What a terrible tragedy.  I hope Sam knew how much she was loved and admired as is evident from many of the posts on here.  So much sympathy for her family and friends.  Run Free, Sam.


----------



## kamili (22 July 2015)

Such horrid news, thoughts are with her family and friends. RIP Sam.


----------



## dunthing (22 July 2015)

A terrible accident.  RIP Sam and sincere condolences to Sam's family and friends.


----------



## vanrim (22 July 2015)

Really tragic and a reminder of lovely as horses can be they can be lethal too.


----------



## YouOnlyLiveOnce (22 July 2015)

Devastating, my thoughts are with Sams family at this tragic time x


----------



## yeeharider (22 July 2015)

So sad, a stark reminder, it could happen to anyone of us who put our trust in these unpredictable aminals. Condolences to all who knew her RIP Sam


----------



## claracanter (22 July 2015)

What a terrible tragedy, thoughts are with her friends and family


----------



## EllenJay (22 July 2015)

Such sad news.

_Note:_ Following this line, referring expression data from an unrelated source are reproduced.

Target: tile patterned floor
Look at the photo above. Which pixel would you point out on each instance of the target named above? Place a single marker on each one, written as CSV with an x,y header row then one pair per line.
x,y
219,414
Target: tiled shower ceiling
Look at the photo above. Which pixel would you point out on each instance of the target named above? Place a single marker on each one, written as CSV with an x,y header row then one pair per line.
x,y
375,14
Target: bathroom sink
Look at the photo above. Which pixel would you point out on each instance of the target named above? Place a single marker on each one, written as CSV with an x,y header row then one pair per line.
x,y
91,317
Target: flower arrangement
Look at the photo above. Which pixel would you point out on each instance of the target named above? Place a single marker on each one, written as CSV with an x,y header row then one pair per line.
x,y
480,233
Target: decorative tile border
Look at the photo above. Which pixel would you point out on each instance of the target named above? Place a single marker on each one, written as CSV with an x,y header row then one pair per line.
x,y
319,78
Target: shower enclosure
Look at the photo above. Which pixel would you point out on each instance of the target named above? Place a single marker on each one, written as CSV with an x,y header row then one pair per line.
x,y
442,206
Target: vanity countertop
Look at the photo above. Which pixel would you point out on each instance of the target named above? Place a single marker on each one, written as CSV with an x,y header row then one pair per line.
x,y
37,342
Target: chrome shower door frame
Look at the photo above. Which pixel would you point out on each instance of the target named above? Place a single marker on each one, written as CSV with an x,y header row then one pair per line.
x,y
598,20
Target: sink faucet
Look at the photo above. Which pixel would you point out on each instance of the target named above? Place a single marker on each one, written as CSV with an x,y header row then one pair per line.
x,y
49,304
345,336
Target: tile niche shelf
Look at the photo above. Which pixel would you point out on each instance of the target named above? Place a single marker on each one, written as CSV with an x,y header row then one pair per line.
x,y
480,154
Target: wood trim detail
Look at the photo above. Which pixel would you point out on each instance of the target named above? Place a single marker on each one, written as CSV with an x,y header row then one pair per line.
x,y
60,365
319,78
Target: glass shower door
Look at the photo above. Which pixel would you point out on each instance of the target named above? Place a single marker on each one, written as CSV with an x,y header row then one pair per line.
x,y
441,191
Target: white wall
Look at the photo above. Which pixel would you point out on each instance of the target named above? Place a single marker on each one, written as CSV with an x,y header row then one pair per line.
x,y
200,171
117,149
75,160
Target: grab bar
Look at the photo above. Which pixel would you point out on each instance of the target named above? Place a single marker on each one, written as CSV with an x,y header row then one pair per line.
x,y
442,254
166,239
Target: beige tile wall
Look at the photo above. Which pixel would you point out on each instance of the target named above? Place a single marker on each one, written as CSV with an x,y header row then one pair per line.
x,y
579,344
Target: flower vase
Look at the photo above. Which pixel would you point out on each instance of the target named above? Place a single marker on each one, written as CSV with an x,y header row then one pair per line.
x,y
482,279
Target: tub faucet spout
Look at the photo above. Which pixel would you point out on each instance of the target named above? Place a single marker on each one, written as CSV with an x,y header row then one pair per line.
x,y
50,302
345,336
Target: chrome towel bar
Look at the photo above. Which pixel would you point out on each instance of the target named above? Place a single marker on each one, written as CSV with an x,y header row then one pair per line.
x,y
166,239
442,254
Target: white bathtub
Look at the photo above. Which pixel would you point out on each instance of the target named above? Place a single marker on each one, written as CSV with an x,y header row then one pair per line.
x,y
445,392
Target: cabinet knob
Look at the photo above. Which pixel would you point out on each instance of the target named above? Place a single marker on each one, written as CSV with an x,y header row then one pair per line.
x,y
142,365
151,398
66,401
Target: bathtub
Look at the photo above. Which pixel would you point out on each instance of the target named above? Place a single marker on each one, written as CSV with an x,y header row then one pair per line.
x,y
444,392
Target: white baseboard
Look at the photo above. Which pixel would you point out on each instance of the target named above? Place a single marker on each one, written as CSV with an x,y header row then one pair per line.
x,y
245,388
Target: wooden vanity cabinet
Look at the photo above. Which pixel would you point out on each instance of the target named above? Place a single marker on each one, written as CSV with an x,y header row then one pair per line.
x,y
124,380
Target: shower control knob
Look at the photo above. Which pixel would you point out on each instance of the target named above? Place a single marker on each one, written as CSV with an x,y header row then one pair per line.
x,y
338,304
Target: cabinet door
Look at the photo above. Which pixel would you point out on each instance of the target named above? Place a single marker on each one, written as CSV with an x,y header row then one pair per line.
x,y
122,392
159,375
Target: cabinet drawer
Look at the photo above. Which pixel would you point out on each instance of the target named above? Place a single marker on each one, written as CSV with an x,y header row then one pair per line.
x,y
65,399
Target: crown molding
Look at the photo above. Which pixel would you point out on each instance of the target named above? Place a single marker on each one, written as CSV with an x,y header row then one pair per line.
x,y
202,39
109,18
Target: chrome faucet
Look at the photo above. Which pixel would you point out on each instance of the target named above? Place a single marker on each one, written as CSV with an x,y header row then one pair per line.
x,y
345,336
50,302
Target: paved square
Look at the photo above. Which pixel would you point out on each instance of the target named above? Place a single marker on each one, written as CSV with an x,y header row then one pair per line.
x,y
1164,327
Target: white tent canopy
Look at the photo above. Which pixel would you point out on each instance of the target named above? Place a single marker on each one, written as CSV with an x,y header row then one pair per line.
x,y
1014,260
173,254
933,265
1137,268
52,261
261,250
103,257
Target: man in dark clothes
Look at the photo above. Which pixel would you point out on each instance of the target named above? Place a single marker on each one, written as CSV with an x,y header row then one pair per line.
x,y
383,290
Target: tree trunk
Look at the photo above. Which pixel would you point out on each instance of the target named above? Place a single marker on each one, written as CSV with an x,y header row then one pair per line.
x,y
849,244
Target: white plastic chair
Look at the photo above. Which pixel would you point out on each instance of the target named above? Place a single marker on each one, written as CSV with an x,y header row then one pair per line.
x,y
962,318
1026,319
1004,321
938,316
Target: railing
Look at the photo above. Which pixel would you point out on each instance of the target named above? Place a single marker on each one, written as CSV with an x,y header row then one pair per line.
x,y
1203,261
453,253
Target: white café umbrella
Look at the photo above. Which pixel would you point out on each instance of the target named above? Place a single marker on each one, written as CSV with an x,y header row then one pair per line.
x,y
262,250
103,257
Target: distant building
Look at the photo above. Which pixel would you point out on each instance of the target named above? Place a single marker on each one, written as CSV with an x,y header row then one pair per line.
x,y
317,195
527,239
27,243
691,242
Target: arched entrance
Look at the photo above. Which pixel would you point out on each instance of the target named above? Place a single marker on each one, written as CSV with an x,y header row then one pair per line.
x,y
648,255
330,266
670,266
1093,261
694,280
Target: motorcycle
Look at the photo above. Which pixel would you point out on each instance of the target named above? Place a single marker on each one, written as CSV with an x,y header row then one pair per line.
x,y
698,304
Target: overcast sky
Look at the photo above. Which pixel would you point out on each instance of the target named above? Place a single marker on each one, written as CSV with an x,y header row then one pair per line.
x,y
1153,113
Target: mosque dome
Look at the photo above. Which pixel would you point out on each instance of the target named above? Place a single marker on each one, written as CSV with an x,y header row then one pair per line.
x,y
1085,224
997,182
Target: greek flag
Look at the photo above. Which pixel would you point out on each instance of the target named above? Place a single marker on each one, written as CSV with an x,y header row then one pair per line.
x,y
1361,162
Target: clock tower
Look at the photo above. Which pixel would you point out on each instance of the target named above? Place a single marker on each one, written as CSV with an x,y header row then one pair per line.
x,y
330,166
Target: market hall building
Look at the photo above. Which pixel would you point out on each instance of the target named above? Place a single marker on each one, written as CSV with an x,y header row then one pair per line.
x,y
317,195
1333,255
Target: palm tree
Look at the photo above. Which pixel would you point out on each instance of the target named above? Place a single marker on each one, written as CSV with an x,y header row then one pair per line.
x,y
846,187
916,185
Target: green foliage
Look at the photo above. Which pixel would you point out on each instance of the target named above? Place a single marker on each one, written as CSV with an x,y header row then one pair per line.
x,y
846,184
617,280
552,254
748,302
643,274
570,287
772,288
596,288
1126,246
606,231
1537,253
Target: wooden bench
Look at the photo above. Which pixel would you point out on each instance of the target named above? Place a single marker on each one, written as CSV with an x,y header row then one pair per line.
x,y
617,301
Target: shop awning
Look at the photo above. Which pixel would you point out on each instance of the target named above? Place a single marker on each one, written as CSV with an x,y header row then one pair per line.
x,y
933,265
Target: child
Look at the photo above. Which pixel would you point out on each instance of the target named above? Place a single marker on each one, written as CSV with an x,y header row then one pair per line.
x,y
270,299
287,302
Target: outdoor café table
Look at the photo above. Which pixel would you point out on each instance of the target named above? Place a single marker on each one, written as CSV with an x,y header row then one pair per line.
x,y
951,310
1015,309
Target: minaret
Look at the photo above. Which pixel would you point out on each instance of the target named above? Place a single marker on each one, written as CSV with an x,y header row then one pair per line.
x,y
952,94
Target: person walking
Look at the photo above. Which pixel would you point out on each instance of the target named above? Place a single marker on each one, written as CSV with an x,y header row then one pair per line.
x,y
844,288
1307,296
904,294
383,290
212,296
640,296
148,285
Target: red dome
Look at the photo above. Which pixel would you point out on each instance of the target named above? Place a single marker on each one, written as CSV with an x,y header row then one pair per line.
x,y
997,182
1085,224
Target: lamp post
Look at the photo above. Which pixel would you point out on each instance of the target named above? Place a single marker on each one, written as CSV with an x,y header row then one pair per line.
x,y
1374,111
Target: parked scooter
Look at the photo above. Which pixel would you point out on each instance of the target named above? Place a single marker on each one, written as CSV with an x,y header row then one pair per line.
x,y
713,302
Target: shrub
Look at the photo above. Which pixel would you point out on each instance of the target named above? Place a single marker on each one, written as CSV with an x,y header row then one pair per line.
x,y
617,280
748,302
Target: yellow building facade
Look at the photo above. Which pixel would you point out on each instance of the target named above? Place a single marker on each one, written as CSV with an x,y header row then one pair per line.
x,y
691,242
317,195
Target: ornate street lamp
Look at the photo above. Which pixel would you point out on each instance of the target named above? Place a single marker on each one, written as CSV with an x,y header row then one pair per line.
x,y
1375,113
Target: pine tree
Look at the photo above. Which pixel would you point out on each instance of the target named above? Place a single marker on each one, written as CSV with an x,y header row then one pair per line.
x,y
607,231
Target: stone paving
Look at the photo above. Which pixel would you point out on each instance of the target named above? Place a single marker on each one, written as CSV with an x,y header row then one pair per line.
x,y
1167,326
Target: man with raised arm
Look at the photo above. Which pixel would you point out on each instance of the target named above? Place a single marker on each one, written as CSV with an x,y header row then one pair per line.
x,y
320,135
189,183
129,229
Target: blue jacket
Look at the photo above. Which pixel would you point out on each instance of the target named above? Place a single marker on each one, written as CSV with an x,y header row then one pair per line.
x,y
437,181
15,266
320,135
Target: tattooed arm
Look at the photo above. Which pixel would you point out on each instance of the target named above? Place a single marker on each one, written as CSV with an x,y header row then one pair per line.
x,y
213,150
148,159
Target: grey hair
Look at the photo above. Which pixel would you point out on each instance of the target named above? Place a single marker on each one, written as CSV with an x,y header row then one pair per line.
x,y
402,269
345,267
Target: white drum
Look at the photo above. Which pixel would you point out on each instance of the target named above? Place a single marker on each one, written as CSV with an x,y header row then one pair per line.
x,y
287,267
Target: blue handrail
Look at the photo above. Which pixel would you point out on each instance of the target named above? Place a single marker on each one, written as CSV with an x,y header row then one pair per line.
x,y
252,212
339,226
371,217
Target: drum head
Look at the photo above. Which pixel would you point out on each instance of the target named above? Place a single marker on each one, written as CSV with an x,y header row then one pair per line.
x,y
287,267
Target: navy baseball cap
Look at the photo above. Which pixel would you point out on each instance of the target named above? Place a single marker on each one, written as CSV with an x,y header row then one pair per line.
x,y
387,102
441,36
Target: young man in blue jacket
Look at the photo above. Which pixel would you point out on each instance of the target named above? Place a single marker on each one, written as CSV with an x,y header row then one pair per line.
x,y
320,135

My condolences to her family and friends


----------



## MrsMozart (22 July 2015)

So very, very sorry to read of such a sad loss.

Rest in peace Sam lass xx


----------



## brighthair (27 July 2015)

Her funeral is on the 4th August at 12.45pm at Carleton crematorium if you knew her and wish to attend. Colourful or equestrian clothing
Or floral tributes to the coop funeral services, bispham road, blackpool


----------